ASUインターナショナル代表 斉藤槙さん講演

 日本福祉大学で行なわれた斉藤槙さんの「あめりかにおける企業の社会責任」と題された講演を聞きに名古屋まで行ってきました。
 
【斉藤槙さんのプロフィール】
米国ロスアンゼルス在住。聖心女子大卒業後、電通入社。コーポレート・コミュニケーションなどを5年間にわたり担当した後、米国・コロンビア大学国際関係大学院修士課程終了。ニューヨークを拠点に企業の社会的責任の格付けを行うシンクタンクCEPなどを経て現職。著書に「企業評価の新しいものさし−社会責任からみた格付け基準」(生産性出版)など。

【講演内容】
 企業の社会責任を指標とした投資(SRI)が、全体の約1割になったといわれているアメリカの現状は、非常に興味深いものがありました。
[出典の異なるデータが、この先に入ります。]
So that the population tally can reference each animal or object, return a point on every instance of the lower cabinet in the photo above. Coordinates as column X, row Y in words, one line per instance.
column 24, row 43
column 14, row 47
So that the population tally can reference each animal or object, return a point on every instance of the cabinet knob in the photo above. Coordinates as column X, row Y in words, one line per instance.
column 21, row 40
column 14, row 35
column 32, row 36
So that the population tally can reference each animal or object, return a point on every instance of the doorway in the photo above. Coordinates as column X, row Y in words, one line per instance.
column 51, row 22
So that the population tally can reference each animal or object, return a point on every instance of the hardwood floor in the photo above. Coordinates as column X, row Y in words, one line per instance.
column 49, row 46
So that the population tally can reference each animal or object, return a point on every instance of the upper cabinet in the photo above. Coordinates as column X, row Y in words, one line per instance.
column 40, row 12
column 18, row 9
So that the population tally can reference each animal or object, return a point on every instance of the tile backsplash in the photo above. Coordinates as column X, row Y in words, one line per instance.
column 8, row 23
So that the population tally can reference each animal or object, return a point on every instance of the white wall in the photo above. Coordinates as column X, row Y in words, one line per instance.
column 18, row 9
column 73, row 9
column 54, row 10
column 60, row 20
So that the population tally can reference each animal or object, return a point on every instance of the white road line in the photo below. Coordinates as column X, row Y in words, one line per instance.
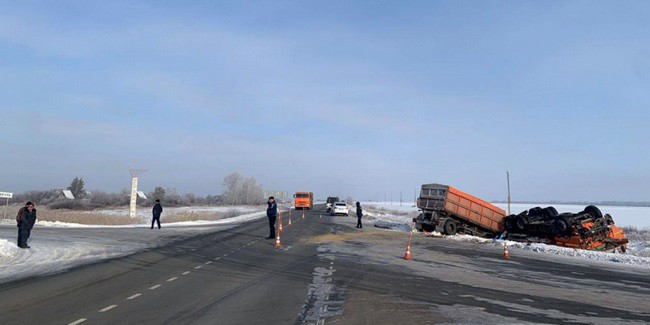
column 107, row 308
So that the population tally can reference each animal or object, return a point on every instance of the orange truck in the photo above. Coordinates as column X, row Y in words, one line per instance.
column 304, row 200
column 450, row 211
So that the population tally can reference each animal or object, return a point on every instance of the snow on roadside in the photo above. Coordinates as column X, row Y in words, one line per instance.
column 59, row 224
column 638, row 252
column 57, row 246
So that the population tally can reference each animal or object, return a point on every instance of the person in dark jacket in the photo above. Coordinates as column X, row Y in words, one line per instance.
column 156, row 211
column 271, row 213
column 359, row 215
column 26, row 219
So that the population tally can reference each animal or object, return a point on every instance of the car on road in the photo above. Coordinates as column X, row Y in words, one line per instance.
column 340, row 208
column 330, row 201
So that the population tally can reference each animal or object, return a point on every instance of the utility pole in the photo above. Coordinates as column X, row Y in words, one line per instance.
column 508, row 178
column 134, row 190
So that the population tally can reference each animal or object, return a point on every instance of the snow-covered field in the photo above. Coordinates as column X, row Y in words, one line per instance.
column 57, row 246
column 396, row 217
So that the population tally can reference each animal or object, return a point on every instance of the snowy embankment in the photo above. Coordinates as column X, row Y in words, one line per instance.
column 57, row 246
column 396, row 217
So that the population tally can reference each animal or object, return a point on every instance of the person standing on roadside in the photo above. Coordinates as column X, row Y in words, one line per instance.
column 156, row 211
column 272, row 214
column 26, row 219
column 359, row 215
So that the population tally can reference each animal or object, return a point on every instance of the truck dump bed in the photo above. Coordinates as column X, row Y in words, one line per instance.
column 446, row 199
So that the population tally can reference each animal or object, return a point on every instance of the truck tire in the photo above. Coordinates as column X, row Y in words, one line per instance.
column 551, row 212
column 562, row 226
column 451, row 227
column 522, row 223
column 593, row 211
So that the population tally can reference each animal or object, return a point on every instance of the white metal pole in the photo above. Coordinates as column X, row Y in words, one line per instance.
column 508, row 176
column 6, row 207
column 134, row 196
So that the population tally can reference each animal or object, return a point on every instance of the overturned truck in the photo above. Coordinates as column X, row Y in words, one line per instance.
column 450, row 211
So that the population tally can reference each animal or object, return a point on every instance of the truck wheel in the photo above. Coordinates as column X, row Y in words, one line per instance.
column 521, row 223
column 562, row 226
column 450, row 228
column 551, row 212
column 594, row 212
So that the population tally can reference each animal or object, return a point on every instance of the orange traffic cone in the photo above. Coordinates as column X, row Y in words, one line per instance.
column 505, row 251
column 277, row 240
column 407, row 256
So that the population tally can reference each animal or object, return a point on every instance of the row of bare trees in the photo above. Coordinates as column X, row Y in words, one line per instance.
column 239, row 190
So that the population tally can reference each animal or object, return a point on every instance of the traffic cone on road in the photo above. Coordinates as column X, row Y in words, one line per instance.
column 407, row 256
column 277, row 240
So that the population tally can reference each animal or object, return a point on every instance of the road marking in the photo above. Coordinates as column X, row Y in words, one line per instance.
column 107, row 308
column 134, row 296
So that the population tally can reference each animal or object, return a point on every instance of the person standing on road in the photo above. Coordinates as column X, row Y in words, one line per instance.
column 359, row 215
column 156, row 211
column 26, row 219
column 272, row 213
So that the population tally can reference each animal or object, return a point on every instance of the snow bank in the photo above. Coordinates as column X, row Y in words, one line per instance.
column 57, row 246
column 623, row 216
column 630, row 258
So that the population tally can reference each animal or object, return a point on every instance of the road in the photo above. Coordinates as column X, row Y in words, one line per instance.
column 328, row 272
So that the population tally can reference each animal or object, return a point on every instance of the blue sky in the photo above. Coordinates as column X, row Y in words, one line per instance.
column 365, row 98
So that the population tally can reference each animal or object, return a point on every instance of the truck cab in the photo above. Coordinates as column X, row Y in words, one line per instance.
column 304, row 200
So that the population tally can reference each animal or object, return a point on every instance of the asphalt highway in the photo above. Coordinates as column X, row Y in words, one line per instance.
column 325, row 272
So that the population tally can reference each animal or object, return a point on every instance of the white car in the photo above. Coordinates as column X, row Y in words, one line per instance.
column 340, row 208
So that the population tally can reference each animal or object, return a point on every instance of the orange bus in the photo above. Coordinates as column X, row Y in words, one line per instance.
column 304, row 200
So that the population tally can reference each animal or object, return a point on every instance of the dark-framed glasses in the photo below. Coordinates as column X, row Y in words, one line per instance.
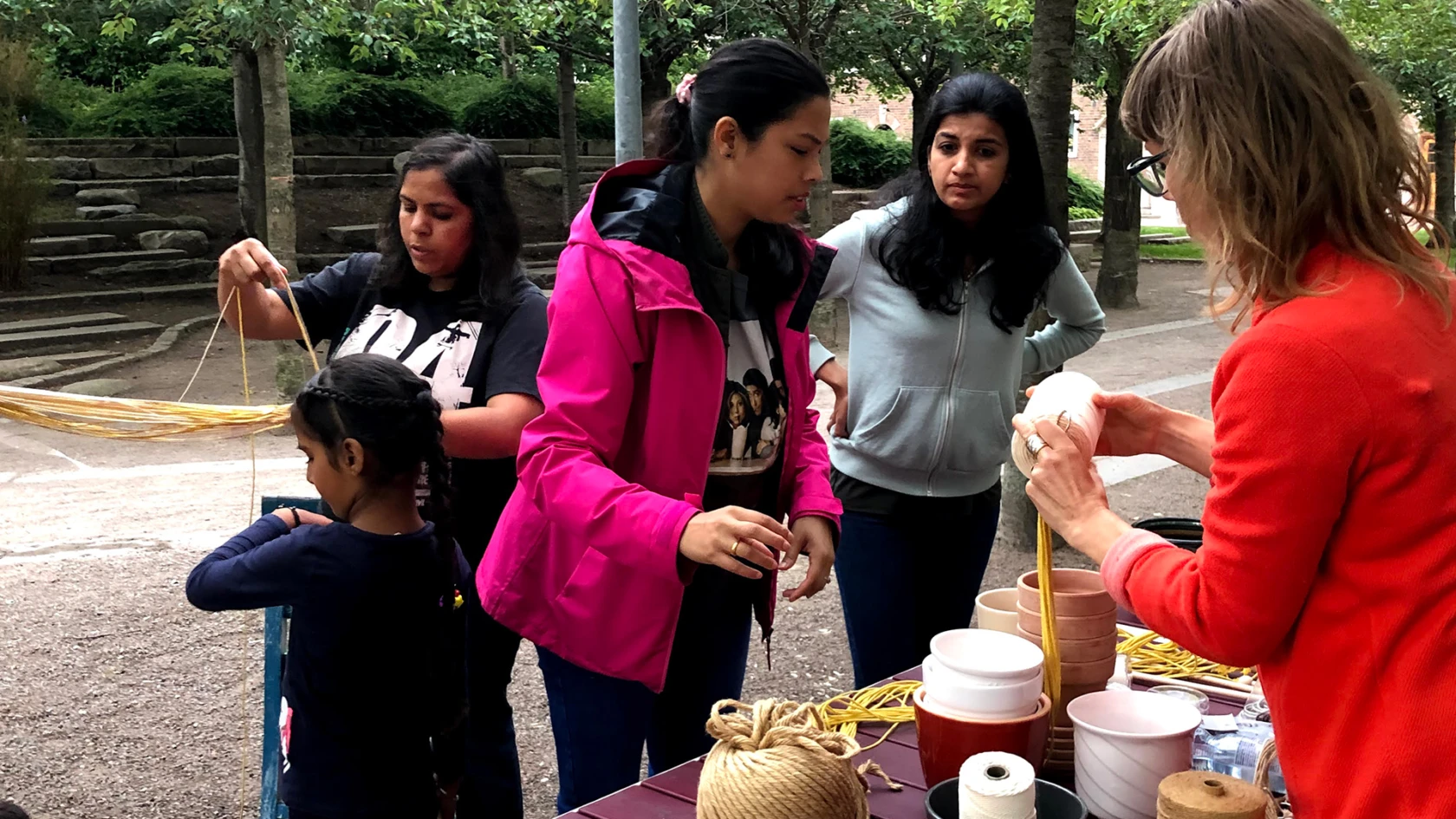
column 1151, row 172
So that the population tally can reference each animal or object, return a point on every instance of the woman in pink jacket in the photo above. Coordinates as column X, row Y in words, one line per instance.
column 647, row 528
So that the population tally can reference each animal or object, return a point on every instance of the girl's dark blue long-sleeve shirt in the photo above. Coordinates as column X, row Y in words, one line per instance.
column 364, row 649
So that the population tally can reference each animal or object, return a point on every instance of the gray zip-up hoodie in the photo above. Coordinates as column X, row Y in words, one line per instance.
column 931, row 395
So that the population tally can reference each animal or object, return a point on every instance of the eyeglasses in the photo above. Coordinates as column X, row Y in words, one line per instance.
column 1151, row 172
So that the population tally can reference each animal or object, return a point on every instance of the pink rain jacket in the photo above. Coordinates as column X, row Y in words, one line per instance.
column 584, row 560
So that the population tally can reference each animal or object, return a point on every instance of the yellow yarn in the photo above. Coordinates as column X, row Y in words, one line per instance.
column 1051, row 679
column 149, row 420
column 777, row 759
column 1155, row 654
column 877, row 705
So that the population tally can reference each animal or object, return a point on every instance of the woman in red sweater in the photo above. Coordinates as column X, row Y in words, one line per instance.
column 1329, row 526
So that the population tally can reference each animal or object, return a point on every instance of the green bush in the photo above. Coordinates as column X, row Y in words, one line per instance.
column 862, row 158
column 514, row 109
column 171, row 101
column 1083, row 192
column 595, row 111
column 359, row 105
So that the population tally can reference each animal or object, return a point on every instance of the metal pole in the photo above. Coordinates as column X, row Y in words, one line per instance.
column 627, row 75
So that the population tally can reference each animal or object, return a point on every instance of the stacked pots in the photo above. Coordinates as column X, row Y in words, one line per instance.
column 982, row 692
column 1087, row 639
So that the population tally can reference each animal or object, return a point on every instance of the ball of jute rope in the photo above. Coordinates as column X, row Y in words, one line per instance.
column 775, row 759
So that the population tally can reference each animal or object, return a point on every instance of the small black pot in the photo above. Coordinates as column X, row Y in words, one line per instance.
column 1053, row 802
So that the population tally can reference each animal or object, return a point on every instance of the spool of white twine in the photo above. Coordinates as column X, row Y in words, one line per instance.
column 1066, row 400
column 998, row 786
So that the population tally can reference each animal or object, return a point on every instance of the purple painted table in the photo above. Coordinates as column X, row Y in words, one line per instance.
column 673, row 795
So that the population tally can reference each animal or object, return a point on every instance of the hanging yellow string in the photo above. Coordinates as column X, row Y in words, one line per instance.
column 1051, row 678
column 887, row 703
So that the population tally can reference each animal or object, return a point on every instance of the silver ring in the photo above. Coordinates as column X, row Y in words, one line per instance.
column 1034, row 445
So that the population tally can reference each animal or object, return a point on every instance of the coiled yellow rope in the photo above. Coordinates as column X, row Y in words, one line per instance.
column 1152, row 653
column 877, row 705
column 150, row 420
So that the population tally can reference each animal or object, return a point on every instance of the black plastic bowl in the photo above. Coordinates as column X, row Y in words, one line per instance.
column 1053, row 802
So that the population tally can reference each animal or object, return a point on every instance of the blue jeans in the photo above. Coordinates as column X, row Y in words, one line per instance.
column 909, row 576
column 601, row 723
column 492, row 767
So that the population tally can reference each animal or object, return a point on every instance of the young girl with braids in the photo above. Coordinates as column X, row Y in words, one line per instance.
column 374, row 682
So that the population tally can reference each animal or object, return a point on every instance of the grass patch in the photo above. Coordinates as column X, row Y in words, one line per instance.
column 1171, row 231
column 1190, row 251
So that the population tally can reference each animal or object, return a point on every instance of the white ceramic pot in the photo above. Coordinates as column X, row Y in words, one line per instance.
column 991, row 658
column 969, row 697
column 996, row 609
column 1126, row 744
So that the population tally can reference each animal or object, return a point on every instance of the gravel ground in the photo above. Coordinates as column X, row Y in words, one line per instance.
column 118, row 699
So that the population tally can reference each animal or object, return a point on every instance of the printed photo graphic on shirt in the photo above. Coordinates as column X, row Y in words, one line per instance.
column 751, row 417
column 441, row 359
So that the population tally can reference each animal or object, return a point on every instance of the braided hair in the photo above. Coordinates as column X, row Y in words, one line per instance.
column 393, row 416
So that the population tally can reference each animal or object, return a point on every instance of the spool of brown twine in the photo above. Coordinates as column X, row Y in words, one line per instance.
column 775, row 759
column 1206, row 795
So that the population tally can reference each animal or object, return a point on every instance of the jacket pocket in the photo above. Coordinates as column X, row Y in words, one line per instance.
column 978, row 438
column 909, row 433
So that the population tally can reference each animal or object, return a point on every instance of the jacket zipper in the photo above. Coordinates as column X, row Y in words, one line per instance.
column 950, row 402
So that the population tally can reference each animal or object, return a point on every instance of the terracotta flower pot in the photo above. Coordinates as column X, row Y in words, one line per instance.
column 1078, row 650
column 1078, row 592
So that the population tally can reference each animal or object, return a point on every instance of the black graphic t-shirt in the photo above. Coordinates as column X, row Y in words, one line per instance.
column 744, row 468
column 465, row 353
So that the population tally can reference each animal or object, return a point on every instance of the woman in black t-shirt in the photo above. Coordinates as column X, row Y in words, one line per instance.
column 449, row 297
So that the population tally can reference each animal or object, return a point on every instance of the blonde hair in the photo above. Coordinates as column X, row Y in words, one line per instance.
column 1286, row 139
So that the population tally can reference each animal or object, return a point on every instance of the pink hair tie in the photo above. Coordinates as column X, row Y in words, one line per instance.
column 685, row 89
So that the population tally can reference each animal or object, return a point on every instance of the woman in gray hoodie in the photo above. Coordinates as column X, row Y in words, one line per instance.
column 941, row 284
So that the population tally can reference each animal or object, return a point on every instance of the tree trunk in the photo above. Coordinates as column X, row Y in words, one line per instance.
column 1445, row 162
column 282, row 224
column 919, row 113
column 1049, row 96
column 1121, row 200
column 569, row 145
column 507, row 55
column 248, row 114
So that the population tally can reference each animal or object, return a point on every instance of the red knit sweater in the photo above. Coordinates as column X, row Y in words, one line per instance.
column 1329, row 543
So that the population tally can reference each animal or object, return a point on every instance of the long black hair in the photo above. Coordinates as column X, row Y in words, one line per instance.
column 477, row 175
column 756, row 82
column 926, row 250
column 392, row 414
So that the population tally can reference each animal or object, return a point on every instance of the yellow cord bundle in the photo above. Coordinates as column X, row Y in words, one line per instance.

 市場のグローバル化、規制緩和が進み、競争が益々激化する中で、企業にとって「社会責任」や「企業倫理」に対する取り組みは、避けて通れない課題になりつつある。これらは、企業の持つブランドイメージや株価といった企業価値そのものに直結するため、経営戦力上の問題として扱われる需要なテーマとして扱われるようになっている−のが、現在のアメリカの状況。
 企業と社会の関係は、これまで、メセナなど、企業からある特定の地域住民やNPOに対して還元されていた流れから、社会責任を担うことで、様々なステークホルダー(消費者・投資家・従業員・サプライヤー・地域社会・海外工場の労働者など)に働きかけ、結果として企業投資や購買へと循環するかたちへと変化している。
 現在では、人々の関心は、商品やサービスの品質、環境への配慮といったことは当然なすべきことであり、人権にまで広がってきている。女性とって働きやすい職場、仕事と家庭の両立、社員の個の尊重、契約社員やパートなどの非定期雇用者の保護、障害者雇用、外国人の雇用・・・。
 
 CSRの取り組みが企業でなされている一方で、NPOと企業の融合(=価値主導ビジネス)といった動きもある。
 ベン&ジェリーアイスクリームは、オーガニック素材でつくられたアイスクリームを製造・販売する企業だが、NPOのイベントには無料でアイスクリームを提供する他、地球温暖化フレーバーと呼ばれるアイスクリームの売り上げの一部は温暖化防止のために寄付されている。
 
 こうした、CSR的なライフスタイル、LOHASU(Lifestyles of Health and Sustainability)が支持されつつある。
 これは、地球環境保護と人間の健康を」第一に考え、人類が共存共栄できる持続可能な社会をつくるライフスタイルのこと。現在、米国の人口の1/3がLOHASU消費者であるといわれている。

 一般に日本の企業の従業員に対する福利は高い。CSRも場所・ライフスタイルなどにより異なる。精度、品質の良さなどの日本の利点や、環境先進国である日本から海外への発信が必要である。
 社会は、政府だけではなく、企業、NPOと共に作っていくべき。
そのためには、様々な人がかかわる場が必要である。そして、そのシナリオ作りの際のヒントは、国の豊かさは、GNPではかるのではなくGNH(Gross National Hapiness)が重要であるということ。

【感想】
 CSRの導入は、これまでのアメリカの志向してきた路線が覆るのではないかと思わせる内容でした。CSRを利用し、消費者が企業を動かすことも出来ますが、逆に、企業に利用され、踊らされる結果にもなります。私たち一人一人の、見極める力が重要です。 
 
 *6月6日の勉強会(お知らせ参照)に、斉藤槙さんもいらしてくださいます。